Setelah lebaran itu, aku kembali menyelesaikan kuliahku di luar kota dan lalu lanjut bekerja di kota lain yang lebih jauh lagi dari desaku. Sudah tidak ada lagi yang aku rindukan ketika ramadhan di desaku. Setiap aku pulang merayakan lebaran, aku merasa keheningan yang tidak biasa di desaku. Tidak ada lagi yang hingar bingar di desaku tiap ramadhan hadir, bahkan bertahun-tahun sejak kejadian itu, surau kami tidak pernah dibangun lagi. Bekas bangunannya masih ada, tembok-tembok yang tersisa terbakar masih di sana, dan kesedihan yang dirasakan masih tetap tertinggal. Tidak memudar sama sekali. Awalnya masih ada yang melakukan shalat tarawih di balai desa setelah kejadian itu, namun tahun berlalu, kini tidak ada lagi yang menjalankan tarawih berjamaah di balai desa, atau mungkin malah di seisi desa ku.
Kini aku sudah berkeluarga dan memiliki seorang anak. Anakku berumur 7 tahun, dan memang tiap tahun aku selalu mengajak keluargaku merayakan lebaran di desaku. Jauh dari hiruk pikuk kota dan agar dia bertemu dengan kakek neneknya. Pernah suatu sore di bulan ramadhan, aku mengajak anakku berjalan-jalan keliling desa sambil menunggu waktu berbuka. Aku mengingat masa-masa hangat ramadhan yang sudah lama hilang, menyusuri jalanan yang kini jauh lebih bagus dan penerangan jalan yang lebih memadai. Kami berhenti tepat di depan surau, sedikit lama. Aku terdiam melihat surau, mengingat pak Samsuri. Samar-samar nama beliau sudah tidak dibicarakan setelah bertahun-tahun oleh warga, tapi aku masih mengingat wajahnya dan juga suara adzannya. Aku juga mengingat surau yang dulunya bersih dan selalu dirawat olehnya. Tapi kini namanya menghilang dari ingatan kolektif warga secara perlahan, tidak ada yang membicarakannya lagi, sama seperti warga yang tidak pernah membicarakan asal usul pak Samsuri sebelum datang ke desa. Mungkin memang yang hadir dari ketiadaan juga bisa hilang menjadi ketiadaan juga. Mungkin memang itu takdir pak Samsuri, dia tiba-tiba hadir, memberi arti di desaku, dan pergi tanpa diingat lagi.

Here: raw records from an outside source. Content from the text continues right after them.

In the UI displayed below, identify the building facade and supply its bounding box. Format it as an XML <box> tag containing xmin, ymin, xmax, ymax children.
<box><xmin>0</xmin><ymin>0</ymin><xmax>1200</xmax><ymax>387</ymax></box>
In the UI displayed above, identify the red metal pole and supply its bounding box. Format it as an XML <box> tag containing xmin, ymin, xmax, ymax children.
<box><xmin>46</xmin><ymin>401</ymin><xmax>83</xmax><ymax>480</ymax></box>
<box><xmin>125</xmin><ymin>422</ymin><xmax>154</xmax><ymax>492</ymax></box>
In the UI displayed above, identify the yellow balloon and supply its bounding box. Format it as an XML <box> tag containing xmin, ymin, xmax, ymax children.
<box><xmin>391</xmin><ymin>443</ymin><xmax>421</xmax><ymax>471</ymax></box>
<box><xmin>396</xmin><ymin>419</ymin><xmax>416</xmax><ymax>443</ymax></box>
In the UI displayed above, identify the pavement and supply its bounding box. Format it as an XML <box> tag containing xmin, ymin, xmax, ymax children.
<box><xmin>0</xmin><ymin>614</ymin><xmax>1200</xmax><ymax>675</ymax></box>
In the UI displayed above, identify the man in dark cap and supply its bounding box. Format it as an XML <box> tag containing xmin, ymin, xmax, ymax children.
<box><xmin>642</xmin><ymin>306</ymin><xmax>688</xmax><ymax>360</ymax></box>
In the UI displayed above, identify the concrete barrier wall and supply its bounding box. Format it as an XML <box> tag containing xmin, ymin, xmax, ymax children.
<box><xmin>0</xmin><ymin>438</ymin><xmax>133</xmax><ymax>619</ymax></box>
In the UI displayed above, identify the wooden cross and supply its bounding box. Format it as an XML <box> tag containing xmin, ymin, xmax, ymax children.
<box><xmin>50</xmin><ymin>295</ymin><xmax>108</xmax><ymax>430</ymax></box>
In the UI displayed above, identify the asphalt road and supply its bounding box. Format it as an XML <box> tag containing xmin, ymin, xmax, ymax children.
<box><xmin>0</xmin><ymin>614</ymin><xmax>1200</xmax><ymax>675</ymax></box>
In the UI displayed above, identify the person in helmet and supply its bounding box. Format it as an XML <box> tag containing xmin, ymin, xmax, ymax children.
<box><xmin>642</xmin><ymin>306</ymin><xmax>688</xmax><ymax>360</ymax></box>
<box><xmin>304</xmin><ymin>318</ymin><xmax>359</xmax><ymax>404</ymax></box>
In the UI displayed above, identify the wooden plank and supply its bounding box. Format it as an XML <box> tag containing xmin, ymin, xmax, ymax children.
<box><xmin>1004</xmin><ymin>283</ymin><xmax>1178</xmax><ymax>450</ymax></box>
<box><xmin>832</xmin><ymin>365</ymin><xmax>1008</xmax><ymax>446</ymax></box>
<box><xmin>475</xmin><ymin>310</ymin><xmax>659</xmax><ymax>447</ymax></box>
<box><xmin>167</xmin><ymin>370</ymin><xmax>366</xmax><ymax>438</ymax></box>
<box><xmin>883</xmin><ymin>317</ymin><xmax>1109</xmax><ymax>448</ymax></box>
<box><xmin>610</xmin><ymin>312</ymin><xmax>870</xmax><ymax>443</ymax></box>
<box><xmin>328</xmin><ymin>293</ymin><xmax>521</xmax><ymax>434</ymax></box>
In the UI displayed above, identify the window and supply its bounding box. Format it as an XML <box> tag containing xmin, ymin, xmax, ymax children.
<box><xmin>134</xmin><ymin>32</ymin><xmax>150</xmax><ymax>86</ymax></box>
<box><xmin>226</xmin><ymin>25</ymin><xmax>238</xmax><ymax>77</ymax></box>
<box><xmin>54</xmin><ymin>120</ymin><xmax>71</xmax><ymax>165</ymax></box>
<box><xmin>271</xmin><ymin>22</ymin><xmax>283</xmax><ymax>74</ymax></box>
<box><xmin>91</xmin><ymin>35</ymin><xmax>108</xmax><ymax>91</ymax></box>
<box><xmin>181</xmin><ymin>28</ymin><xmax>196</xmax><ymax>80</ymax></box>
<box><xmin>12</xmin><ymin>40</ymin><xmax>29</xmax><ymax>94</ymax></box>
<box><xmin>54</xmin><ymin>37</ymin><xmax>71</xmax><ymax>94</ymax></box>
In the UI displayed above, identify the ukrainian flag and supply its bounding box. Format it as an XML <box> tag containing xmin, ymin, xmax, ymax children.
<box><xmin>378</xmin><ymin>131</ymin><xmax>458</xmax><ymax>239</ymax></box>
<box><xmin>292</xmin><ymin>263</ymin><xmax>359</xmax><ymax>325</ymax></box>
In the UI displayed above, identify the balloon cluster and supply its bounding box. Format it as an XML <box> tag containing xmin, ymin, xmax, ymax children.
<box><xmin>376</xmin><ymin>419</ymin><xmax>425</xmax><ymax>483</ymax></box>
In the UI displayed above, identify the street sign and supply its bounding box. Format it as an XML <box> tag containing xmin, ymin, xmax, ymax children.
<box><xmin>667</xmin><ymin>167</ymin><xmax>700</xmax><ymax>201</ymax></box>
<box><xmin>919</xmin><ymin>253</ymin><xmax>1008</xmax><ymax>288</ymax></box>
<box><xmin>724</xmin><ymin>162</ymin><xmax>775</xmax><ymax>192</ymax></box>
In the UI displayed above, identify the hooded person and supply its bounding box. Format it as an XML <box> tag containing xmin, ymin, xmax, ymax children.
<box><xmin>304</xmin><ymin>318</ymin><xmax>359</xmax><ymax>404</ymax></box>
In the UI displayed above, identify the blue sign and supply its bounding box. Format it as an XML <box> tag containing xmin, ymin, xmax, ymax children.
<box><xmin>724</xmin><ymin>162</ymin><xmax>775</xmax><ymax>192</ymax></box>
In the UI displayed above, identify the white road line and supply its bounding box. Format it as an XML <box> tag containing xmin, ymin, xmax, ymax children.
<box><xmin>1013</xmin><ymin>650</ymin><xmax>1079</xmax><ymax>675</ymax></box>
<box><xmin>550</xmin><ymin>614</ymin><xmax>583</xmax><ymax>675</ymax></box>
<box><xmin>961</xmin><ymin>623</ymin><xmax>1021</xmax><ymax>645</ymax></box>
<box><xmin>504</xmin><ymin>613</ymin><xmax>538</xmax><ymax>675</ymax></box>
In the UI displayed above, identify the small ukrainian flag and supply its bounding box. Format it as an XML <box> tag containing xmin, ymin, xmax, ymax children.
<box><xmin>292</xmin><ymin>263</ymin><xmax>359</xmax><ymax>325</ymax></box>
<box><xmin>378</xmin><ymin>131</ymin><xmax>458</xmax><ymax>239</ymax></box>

Di tengah lamunanku, anakku bertanya, “Itu apa ayah?”, sambil menunjuk ke arah puing-puing surau. Aku tersenyum dan kujawab, “Itu dulu tempat di mana ayah dan semua orang di desa berdoa meminta bersama.” “Terus sekarang kalau kita doa, kita kemana ayah?” Aku terdiam, tidak bisa menjawab. Bahkan mungkin seisi desaku juga tidak bisa menjawab pertanyaan itu juga. Kemana lagi kami harus meminta sekarang?